All too true
2009-09-28 07:49 amThis xkcd strip is almost certainly all too true for me. Probably for a lot of people reading this.
This xkcd strip is almost certainly all too true for me. Probably for a lot of people reading this.
Sunday was something of an emotional roller-coaster.
The day started out (late, because I slept in for once) with a fun bit of IM role-playing involving a moving box and a gruel-eating grue. Apparently that kind of role-playing doesn't bother me; I'm wondering where the dividing line is, and why.
Then a little later I overloaded when the YD tried to talk to Colleen while I was concentrating on fixing something on Colleen's computer. All I could get out was "please... please..."; the YD left in a huff, and Colleen burst into tears. :( Apologies weren't terribly effective.
So I need to develop another automatic response macro, something like "Just-a-minute-I'm-in-the-middle-of-something-I'll-talk-to-you-when-I'm-done" to use in that situation. The other one that I already use with some success is "Just-a-minute-I-can't-hear-you-I'll-be-there-shortly", when I think someone is trying to talk to me from another room or when my back is turned.
My walk by Los Gatos Creek was spent talking to myself about the upcoming Nova (fileserver) upgrade. Emotionally a blank. After that I went shopping, with moderate success (although Bed, Bath, and Beyond came out much more expensive than I expected, and I decided not to get the pair of Roland studio monitors I was lusting after at Guitar Showcase.)
I got two "like your shirt" comments (I was wearing the "Virtual Reality" shirt that Colleen and Marty made for me a couple of years ago). The first was shouted at me by a cyclist, but the second was an employee at BB&B; I could probably have turned that into a conversation if I'd been quick-witted enough. She was cute.
My blood sugar was, apparently, very low by the time I got home. I was snappish again, and the fact that the steaks I'd put in the fridge to thaw were still partly frozen proved an insurmountable obstacle; Colleen and I ended up with caprese salad and tamales, and the YD made herself a peanut-butter-and-jelly sandwitch.
I think Colleen was disappointed with me, or maybe just concerned for my health.
But the day ended well. Marty came by for some sewing and conversation; a little after she left Colleen said, "That's what I needed... a talk with my sister... Now I understand." I think she does, and that she'll be more comfortable about the time I spend with my sister-of-choice in the future.
After that it was back to decluttering the office. I took out three bags of old magazines -- let's face it: if I haven't had time to look at them in the last five years, I'm not going to do it in the next five, either. I saved only the American Scientist, National Geographic, and Fine Woodworking, and read a couple of interesting-looking cover articles in Scientific American and Science.
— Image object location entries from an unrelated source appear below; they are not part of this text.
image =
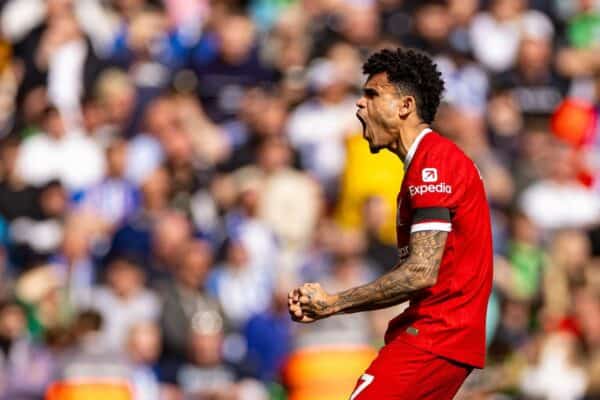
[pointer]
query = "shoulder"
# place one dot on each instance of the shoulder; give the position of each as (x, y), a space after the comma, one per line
(440, 152)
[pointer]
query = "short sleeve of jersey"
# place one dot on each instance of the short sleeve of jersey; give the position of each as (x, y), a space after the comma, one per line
(434, 182)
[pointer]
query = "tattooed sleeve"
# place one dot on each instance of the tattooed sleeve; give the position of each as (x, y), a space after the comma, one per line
(418, 272)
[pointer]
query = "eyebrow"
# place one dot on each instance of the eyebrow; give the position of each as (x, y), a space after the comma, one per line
(369, 92)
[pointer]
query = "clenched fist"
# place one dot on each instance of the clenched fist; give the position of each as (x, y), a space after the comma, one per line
(310, 302)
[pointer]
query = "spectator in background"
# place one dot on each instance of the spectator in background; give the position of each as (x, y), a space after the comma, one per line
(116, 96)
(533, 81)
(115, 198)
(381, 254)
(231, 65)
(143, 349)
(319, 126)
(36, 238)
(184, 300)
(244, 222)
(135, 236)
(496, 34)
(207, 375)
(241, 287)
(25, 368)
(567, 203)
(269, 338)
(90, 358)
(56, 153)
(286, 189)
(122, 302)
(17, 199)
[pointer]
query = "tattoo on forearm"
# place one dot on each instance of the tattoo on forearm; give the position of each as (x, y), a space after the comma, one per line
(417, 272)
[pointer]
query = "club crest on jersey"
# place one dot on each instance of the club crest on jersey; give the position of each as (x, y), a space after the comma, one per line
(429, 174)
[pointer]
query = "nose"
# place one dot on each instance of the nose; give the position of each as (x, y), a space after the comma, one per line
(361, 103)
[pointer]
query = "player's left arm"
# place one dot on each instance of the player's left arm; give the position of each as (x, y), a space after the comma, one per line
(419, 271)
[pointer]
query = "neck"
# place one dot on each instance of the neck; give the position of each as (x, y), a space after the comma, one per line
(406, 137)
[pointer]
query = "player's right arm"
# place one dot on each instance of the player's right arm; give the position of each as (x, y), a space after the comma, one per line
(418, 272)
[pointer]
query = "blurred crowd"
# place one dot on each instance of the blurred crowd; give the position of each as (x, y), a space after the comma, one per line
(170, 169)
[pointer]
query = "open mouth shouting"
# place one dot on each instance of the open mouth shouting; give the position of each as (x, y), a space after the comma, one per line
(364, 125)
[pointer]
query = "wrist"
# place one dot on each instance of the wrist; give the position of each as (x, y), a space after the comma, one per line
(335, 305)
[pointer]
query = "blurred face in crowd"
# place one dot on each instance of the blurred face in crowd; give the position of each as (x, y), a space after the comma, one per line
(161, 117)
(75, 244)
(271, 120)
(571, 250)
(463, 10)
(433, 22)
(58, 7)
(116, 157)
(237, 255)
(524, 230)
(206, 348)
(12, 322)
(116, 95)
(380, 110)
(54, 125)
(561, 165)
(53, 200)
(236, 34)
(534, 56)
(360, 23)
(8, 157)
(171, 230)
(94, 116)
(506, 10)
(129, 6)
(194, 264)
(274, 155)
(375, 213)
(144, 343)
(155, 189)
(146, 30)
(125, 278)
(34, 104)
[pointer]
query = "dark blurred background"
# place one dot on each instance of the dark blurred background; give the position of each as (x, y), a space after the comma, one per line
(170, 169)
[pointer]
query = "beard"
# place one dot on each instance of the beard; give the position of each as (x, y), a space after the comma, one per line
(374, 148)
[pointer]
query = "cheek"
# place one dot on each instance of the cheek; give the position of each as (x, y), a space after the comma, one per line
(384, 113)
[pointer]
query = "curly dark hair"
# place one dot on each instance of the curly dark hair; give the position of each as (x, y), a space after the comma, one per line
(414, 73)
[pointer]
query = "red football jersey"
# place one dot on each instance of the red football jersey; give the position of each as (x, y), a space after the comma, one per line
(447, 319)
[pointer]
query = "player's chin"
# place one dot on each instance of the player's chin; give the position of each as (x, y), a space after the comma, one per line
(374, 148)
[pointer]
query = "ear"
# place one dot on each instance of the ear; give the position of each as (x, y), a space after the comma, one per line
(408, 105)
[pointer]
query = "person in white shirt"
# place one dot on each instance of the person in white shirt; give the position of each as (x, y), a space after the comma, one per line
(76, 160)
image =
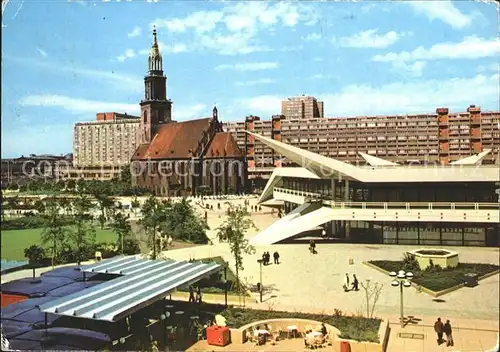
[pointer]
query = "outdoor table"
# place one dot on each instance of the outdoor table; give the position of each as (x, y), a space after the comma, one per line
(292, 330)
(314, 338)
(261, 332)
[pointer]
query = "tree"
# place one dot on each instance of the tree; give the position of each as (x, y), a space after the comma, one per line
(122, 228)
(35, 255)
(184, 223)
(372, 293)
(153, 215)
(83, 234)
(70, 184)
(135, 204)
(101, 194)
(233, 231)
(126, 176)
(54, 232)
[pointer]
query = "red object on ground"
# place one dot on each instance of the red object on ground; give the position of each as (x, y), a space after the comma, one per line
(345, 346)
(218, 335)
(7, 300)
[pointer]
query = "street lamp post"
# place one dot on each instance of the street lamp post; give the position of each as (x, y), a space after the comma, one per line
(401, 279)
(164, 318)
(260, 288)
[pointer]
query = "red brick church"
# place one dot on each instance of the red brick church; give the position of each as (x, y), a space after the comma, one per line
(182, 158)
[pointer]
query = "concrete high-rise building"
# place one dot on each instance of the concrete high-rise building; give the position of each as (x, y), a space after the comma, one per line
(304, 107)
(441, 137)
(102, 147)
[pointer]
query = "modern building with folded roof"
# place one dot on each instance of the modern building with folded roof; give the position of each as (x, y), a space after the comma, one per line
(181, 158)
(383, 201)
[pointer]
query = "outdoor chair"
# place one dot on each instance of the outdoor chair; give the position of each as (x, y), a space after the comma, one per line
(261, 340)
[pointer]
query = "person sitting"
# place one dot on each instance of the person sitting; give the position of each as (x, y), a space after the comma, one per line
(323, 330)
(355, 283)
(191, 294)
(198, 295)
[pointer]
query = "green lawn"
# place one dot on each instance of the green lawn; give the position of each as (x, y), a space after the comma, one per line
(15, 241)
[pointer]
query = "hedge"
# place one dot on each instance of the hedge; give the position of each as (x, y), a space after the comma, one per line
(438, 279)
(30, 222)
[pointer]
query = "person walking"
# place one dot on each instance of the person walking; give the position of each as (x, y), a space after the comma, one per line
(198, 295)
(346, 282)
(276, 257)
(447, 330)
(191, 294)
(438, 328)
(355, 283)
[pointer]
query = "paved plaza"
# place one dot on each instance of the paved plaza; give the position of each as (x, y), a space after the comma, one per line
(313, 283)
(305, 281)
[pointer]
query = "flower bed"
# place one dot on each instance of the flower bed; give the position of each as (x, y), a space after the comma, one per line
(215, 282)
(351, 327)
(438, 279)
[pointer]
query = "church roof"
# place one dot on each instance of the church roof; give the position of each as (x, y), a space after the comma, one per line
(174, 140)
(223, 145)
(178, 140)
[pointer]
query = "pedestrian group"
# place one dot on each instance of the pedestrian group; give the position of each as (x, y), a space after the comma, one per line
(441, 329)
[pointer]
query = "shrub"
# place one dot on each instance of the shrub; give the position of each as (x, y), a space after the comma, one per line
(35, 254)
(131, 246)
(29, 222)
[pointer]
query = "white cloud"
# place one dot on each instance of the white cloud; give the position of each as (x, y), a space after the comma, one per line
(422, 96)
(409, 70)
(42, 52)
(180, 113)
(236, 27)
(256, 82)
(369, 39)
(128, 54)
(77, 105)
(136, 31)
(201, 21)
(262, 105)
(312, 37)
(471, 47)
(248, 66)
(29, 139)
(174, 48)
(117, 80)
(495, 67)
(318, 76)
(413, 97)
(177, 48)
(443, 10)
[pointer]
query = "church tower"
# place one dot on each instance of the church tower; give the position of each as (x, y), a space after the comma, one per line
(156, 109)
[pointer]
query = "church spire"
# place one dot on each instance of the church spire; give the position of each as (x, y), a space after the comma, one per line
(155, 60)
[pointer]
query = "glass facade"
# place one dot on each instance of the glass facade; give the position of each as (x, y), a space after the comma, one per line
(406, 233)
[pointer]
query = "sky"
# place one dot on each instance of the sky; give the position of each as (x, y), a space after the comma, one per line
(64, 61)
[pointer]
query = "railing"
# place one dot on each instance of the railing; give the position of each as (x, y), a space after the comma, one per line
(393, 205)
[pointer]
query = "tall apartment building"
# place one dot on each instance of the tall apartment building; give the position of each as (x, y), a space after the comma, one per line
(441, 137)
(303, 107)
(102, 147)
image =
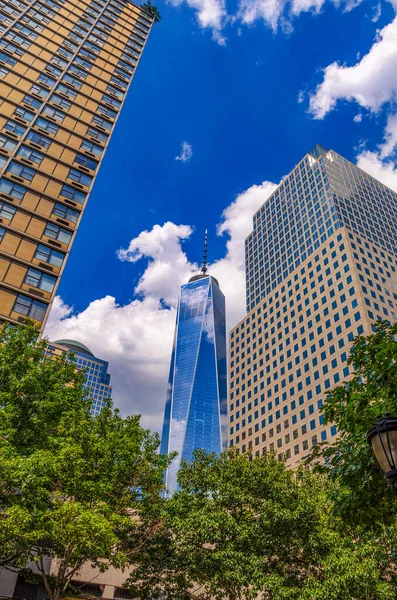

It's a start.
Shortly before going to bed I responded to the YD's second plea for an
external hard drive by putting a 400GB SATA drive into an external box for
her. Tonight I'll put together another one for cflute, since
I was able to locate the necessary pieces.
A productive day, and parts of it were good. Can't ask for much more.
So... here's an update on this post about cleaning the office, upgrading the fileserver, and fixing the Starport's email.
One out of three is,... um,... pretty bad. I'm probably going to have to go to Plan B or Plan C on the email; I simply can't make it work at Dreamhost. Worth an email to their tech support, though.
As for the fileserver, the problem is that I really "need" to have my home directory up and running for at least most of the day. And I need to have mail working, and the YD needs to have the laser printer working.
After toying with and rejecting the idea of swapping Nova's hard drive
into temporary hardware temporarily (which would involve a fair amount of
work), it became clear that the right thing to do would be to pull the
drive, plop it into an external box, and just do the upgrade (setting up
the three SATA drives in a mixed RAID configuration). If it goes quickly
and smoothly, mount the old drive and start copying /home
.
Whee!
If it doesn't go smoothly, mount the old drive on Dorsai, the desktop. This is almost but not quite as much work as a temporary Nova, and is only possible because Dorsai is currently the only machine mounting filesystems over NFS from Nova.
Even if I'm able to bring up Nova quickly and restore /home
onto it (it's "only" 15GB, which won't take long), the next thing will be
to move the external box over to Dorsai, where I can mount the
big partition that has all the media files and website working
directories, and still use it while rsync
rumbles
along doing its thing.
The nice thing about that is that if NFS or NIS gives me trouble -- and
those are the two most likely trouble spots, for certain -- I can mount
/home
on Dorsai and go my merry way while trying to fix them.
11:35 On second thought, the best thing is clearly to start by moving the old drive to Dorsai. That will (presumably) be fairly quick, and will take all the time pressure off of the upgrade.